Objective outcome measures of systemic sclerosis (SSc)-related Raynaud's phenomenon(RP) are badly needed. Our objectives were to (a) further validate thermographic response to a standard hand cold challenge as an outcome measure by assessing sensitivity to change and (b) explore mobile phone thermography as a feasible, ambulatory tool.
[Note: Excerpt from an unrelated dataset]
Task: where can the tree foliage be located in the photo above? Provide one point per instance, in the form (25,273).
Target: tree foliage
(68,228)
Twelve patients with a SSc-spectrum disorder admitted for intravenous iloprost infusions underwent a standard cold challenge before and after one infusion. Thermographic measurements included area under the rewarming curve (AUC) and maximum rewarming temperature (MAX). Before and during another infusion, each patient underwent monitoring of finger skin temperature by two methods: continuous thermocouple recording (the standard method) and mobile phone thermography.
All cold challenge summary measures (including AUC and MAX) increased after iloprost (most not significantly). However, when the response curves were modelled after averaging across fingers (linear mixed models, three versions), significant change was detected. For example, with Model 1 (no interaction between period and time) temperature was on average 1.67 (95% CI 1.49 to 1.85, p<0.001)OC higher post-iloprost.
Mobile phone and thermocouple temperature measurements showed a strong estimated latent correlation (0.88 [95% CI 0.81 to 0.92]). The estimated increases/hour were 0.25 (95% CI 0.05 to 0.45)OC for the thermocouple and 0.36 (0.13 to 0.60)OC for mobile phone thermography.
Our pilot study suggests that (a) thermographic response to a cold challenge is sensitive to change and (b) mobile phone thermography could bring feasibility to thermographic parameters as outcome measures in later phase, large-scale, community-based clinical trials of RP.